Syndergaard was just as good tonight — 12 Ks and 26 swinging strikes, 15 of them on that evil slider. A night after Steven Matz  couldn’t put the Marlins’ hitters away, Syndergaard sometimes seemed to be toying with them.
But it’s about more than stuff. Last summer, Syndergaard hit a bump in his development — he’d rampage through a lineup until the third or fourth inning, then fall into predictable patterns, get ambushed and struggle to regain his footing. There was no particular shame in that — it’s a wake-up call that arrives for nearly every young fireballer. You’ve come this far by throwing, but now you need to start pitching. Some of those young fireballers never figure it out — Victor Zambrano  and Mike Pelfrey  immediately come to mind. Others do, but it takes a while for them to reprogram their brains. Particularly for pitchers, baseball is all about routine and repetition — arm angles and grips and stride lengths and release points and a dozen other things that all have to be executed flawlessly over and over again. It’s hard to accept that something which has worked for a decade or more no longer does; it’s a lot harder to find something new that will.
Syndergaard — with help from Dan Warthen  — figured it out in a few weeks. Come October, he was dominant on the biggest stage the sport has to offer. His acumen and toughness can be overlooked. Syndergaard doesn’t have Matt Harvey ‘s gunfighter glower or Jacob deGrom ‘s poker face, and for all his size, there’s something a bit soft and even doe-eyed about him out there. He can look a little tentative, but that’s an object lesson in that stuff being mostly eyewash, just another exhibition from baseball’s well-stocked phrenology cabinet. Syndergaard’s smart — I did a double take last year when he likened his mechanics to those of a trebuchet  — and he isn’t tentative in the least. He’s armed not just with absurd pitches but also with a sense of how to go about his business, an eagerness to learn to be even better, and a willingness to get mean if it’ll help.
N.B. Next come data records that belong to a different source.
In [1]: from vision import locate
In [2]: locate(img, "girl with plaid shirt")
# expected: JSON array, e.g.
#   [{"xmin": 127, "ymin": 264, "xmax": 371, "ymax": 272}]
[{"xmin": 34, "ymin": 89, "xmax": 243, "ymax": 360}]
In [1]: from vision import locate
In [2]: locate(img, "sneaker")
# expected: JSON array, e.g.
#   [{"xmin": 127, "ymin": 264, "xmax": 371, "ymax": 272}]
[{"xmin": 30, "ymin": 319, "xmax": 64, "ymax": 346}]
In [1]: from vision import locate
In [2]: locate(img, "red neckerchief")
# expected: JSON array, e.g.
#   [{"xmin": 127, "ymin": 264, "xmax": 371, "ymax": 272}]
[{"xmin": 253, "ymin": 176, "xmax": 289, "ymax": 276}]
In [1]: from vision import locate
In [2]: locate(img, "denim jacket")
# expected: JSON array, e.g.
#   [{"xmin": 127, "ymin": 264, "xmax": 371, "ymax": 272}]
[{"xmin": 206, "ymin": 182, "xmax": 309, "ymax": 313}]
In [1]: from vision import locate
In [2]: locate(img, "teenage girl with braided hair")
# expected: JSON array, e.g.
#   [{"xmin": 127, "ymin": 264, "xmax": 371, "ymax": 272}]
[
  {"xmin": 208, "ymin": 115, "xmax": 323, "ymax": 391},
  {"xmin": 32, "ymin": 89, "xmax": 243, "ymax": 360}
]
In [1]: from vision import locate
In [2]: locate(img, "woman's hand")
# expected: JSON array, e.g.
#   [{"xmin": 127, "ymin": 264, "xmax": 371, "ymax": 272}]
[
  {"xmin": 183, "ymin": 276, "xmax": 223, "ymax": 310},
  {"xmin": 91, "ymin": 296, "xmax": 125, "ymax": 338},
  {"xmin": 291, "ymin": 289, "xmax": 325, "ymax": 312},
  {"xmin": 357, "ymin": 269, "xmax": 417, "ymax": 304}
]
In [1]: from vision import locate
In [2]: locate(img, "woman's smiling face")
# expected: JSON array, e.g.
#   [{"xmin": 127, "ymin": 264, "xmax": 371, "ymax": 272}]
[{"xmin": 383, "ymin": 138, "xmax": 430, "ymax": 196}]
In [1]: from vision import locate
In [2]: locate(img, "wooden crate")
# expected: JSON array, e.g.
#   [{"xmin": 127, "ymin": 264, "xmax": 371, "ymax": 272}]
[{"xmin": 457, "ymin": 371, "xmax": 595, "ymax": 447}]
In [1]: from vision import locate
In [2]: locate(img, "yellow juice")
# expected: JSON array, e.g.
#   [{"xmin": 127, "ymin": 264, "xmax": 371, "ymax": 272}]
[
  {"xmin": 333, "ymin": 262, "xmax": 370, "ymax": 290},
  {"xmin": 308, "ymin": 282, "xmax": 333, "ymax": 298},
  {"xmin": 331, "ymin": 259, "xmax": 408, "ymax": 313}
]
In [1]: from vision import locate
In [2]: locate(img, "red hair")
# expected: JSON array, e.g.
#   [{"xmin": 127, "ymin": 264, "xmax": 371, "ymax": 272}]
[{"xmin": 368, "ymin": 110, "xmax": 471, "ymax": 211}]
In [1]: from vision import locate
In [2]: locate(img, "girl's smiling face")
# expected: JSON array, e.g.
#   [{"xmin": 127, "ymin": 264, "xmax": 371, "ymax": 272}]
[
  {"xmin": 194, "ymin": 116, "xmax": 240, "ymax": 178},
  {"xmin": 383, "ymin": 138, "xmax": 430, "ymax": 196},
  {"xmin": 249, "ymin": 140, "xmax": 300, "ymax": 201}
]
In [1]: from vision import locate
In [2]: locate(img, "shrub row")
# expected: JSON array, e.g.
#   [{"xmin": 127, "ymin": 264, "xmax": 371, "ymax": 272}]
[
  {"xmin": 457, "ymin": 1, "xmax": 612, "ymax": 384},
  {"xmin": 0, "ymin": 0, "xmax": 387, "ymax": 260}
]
He’s a pitcher, so you never know what the future will hold. But if I were him — and my oh my wouldn’t that be fun — I’d keep a shelf clear in the den for the hardware that’s likely to come his way.
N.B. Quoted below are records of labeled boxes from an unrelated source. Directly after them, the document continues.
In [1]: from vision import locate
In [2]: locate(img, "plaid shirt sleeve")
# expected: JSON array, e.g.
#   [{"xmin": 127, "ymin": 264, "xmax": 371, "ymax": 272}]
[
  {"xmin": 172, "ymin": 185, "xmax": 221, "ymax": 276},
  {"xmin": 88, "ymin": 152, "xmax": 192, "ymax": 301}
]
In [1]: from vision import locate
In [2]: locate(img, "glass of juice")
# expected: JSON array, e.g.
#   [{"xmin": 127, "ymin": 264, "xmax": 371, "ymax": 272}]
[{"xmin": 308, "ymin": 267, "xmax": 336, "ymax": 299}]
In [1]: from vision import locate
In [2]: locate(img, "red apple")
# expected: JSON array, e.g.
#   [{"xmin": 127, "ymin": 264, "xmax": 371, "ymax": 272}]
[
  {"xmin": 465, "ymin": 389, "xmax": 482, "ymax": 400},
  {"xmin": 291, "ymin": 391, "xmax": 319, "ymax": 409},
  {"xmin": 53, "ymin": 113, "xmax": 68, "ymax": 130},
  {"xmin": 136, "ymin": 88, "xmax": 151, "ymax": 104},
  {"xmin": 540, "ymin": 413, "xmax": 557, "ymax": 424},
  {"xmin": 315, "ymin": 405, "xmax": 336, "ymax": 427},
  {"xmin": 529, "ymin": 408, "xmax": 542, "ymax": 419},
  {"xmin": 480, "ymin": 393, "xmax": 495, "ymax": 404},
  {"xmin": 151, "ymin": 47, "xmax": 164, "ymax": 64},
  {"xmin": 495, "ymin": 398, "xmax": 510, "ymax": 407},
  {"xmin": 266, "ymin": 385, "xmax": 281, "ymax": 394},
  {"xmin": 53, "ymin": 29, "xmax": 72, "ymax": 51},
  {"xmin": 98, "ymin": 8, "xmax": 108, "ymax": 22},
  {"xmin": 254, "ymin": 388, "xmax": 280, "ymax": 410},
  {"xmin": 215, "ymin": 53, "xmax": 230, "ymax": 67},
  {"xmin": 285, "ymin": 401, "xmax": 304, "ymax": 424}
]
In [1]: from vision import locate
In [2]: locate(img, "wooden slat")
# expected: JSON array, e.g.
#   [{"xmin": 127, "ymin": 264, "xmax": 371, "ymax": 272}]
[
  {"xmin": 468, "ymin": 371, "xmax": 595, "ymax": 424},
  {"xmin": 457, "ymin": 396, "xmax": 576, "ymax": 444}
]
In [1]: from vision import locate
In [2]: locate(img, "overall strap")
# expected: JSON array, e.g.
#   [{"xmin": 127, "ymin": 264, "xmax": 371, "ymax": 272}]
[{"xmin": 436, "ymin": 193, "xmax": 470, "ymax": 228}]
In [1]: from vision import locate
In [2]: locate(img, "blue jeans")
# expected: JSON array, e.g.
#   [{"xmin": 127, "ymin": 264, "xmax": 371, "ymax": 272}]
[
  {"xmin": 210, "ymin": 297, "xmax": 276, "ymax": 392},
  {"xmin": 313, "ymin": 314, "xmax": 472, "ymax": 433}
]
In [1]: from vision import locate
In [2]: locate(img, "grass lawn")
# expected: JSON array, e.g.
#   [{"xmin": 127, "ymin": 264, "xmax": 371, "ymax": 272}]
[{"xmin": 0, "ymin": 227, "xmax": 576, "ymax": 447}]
For all his talent, though, Syndergaard can’t do everything. He didn’t win tonight, partially because the Marlins clustered some hits but mostly because the Mets’ batters couldn’t collect enough hits to cluster.
They looked like they were going to, with Jose Fernandez  uncharacteristically out of sorts in the early innings, slump-shouldered and dragging around the mound. But Fernandez escaped and figured things out, and by the middle innings he was flashing his trademark grin as Met after Met trudged back to the dugout. (The admiring smile he gave Syndergaard after seeing one of those sliders was particularly fun, a tip of the cap during combat from one ace to another.)
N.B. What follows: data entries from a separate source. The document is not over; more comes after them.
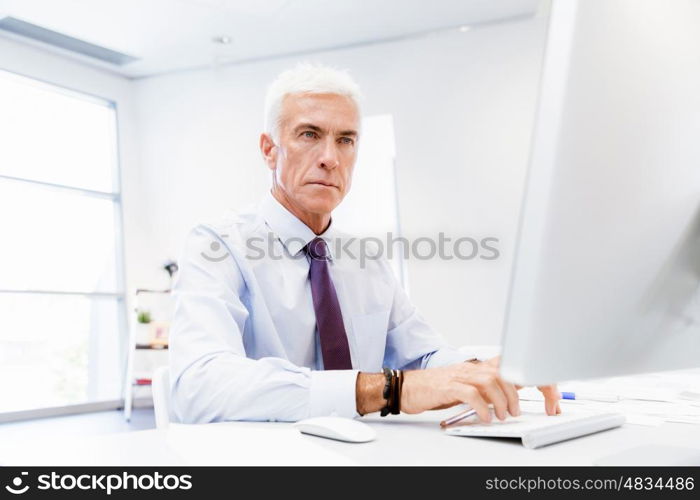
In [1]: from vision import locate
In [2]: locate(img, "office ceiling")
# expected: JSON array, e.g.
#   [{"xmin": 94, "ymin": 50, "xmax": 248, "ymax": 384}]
[{"xmin": 0, "ymin": 0, "xmax": 539, "ymax": 78}]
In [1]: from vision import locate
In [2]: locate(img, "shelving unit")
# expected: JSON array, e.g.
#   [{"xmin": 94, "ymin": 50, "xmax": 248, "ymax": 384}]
[{"xmin": 124, "ymin": 288, "xmax": 170, "ymax": 421}]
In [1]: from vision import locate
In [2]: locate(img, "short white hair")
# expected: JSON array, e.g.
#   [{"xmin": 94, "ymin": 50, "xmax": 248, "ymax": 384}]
[{"xmin": 265, "ymin": 62, "xmax": 362, "ymax": 140}]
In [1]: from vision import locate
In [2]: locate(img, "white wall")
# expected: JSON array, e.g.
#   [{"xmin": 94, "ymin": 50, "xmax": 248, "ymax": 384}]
[{"xmin": 135, "ymin": 19, "xmax": 545, "ymax": 345}]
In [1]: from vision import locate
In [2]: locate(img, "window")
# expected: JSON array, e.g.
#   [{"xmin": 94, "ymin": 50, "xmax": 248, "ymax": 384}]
[{"xmin": 0, "ymin": 71, "xmax": 126, "ymax": 413}]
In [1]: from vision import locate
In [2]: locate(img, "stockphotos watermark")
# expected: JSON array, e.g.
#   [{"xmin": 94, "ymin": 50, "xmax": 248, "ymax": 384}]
[
  {"xmin": 5, "ymin": 471, "xmax": 192, "ymax": 495},
  {"xmin": 200, "ymin": 232, "xmax": 501, "ymax": 269}
]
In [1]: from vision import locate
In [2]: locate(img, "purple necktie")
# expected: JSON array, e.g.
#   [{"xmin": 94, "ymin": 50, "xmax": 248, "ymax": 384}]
[{"xmin": 304, "ymin": 238, "xmax": 352, "ymax": 370}]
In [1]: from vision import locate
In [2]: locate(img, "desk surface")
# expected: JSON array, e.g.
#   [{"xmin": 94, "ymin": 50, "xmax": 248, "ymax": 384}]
[{"xmin": 5, "ymin": 411, "xmax": 700, "ymax": 466}]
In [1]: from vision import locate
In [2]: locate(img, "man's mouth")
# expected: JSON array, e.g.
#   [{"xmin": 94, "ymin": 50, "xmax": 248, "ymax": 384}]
[{"xmin": 307, "ymin": 181, "xmax": 338, "ymax": 188}]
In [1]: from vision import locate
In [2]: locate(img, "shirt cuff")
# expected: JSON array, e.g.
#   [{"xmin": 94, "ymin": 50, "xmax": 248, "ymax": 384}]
[
  {"xmin": 426, "ymin": 349, "xmax": 481, "ymax": 368},
  {"xmin": 309, "ymin": 370, "xmax": 359, "ymax": 418}
]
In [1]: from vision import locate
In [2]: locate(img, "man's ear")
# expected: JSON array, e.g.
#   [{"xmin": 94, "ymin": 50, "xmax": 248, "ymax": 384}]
[{"xmin": 260, "ymin": 133, "xmax": 277, "ymax": 170}]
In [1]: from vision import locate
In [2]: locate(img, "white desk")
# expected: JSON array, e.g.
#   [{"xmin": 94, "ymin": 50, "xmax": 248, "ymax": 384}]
[{"xmin": 0, "ymin": 411, "xmax": 700, "ymax": 466}]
Syndergaard left with the game tied, and Dee Gordon  came along and outlasted Jim Henderson  in a 16-pitch duel that was Dunstonesque, to recall a happier AB. The moment Gordon reached first I knew we were doomed: Henderson was low on bullets and the fight had barely started; he couldn’t command his fastball; the Marlins had been authoring cerebral at-bats even when overmatched by Syndergaard (damn you, new hitting coach Barry Bonds ); the Mets clearly were never going to score again; and, well, it was the goddamn Marlins. We’re blessed to have Thor, but year after year the Marlins are two dozen maddening Lokis.
It was no fun being right . In situations like that it never is.
But at least we got some fun out of it. Besides a pretty darn good game, there was the sight of Lucas Duda  throwing a strike to Travis d’Arnaud  to nail Derek Dietrich  at the plate, a better-late-than-never combination that was greeted warmly rather than derisively by the fans. It was also a freebie: Ichiro Suzuki  had been out at first, and Dietrich’s run would have come off the board after a challenge anyway. This way Ichiro got a free hit on the way to 3,000 and Duda got a bit of redemption.
Oh, and we got to marvel at Syndergaard. Whatever may come this year, that’ll be grounds for celebration every fifth day.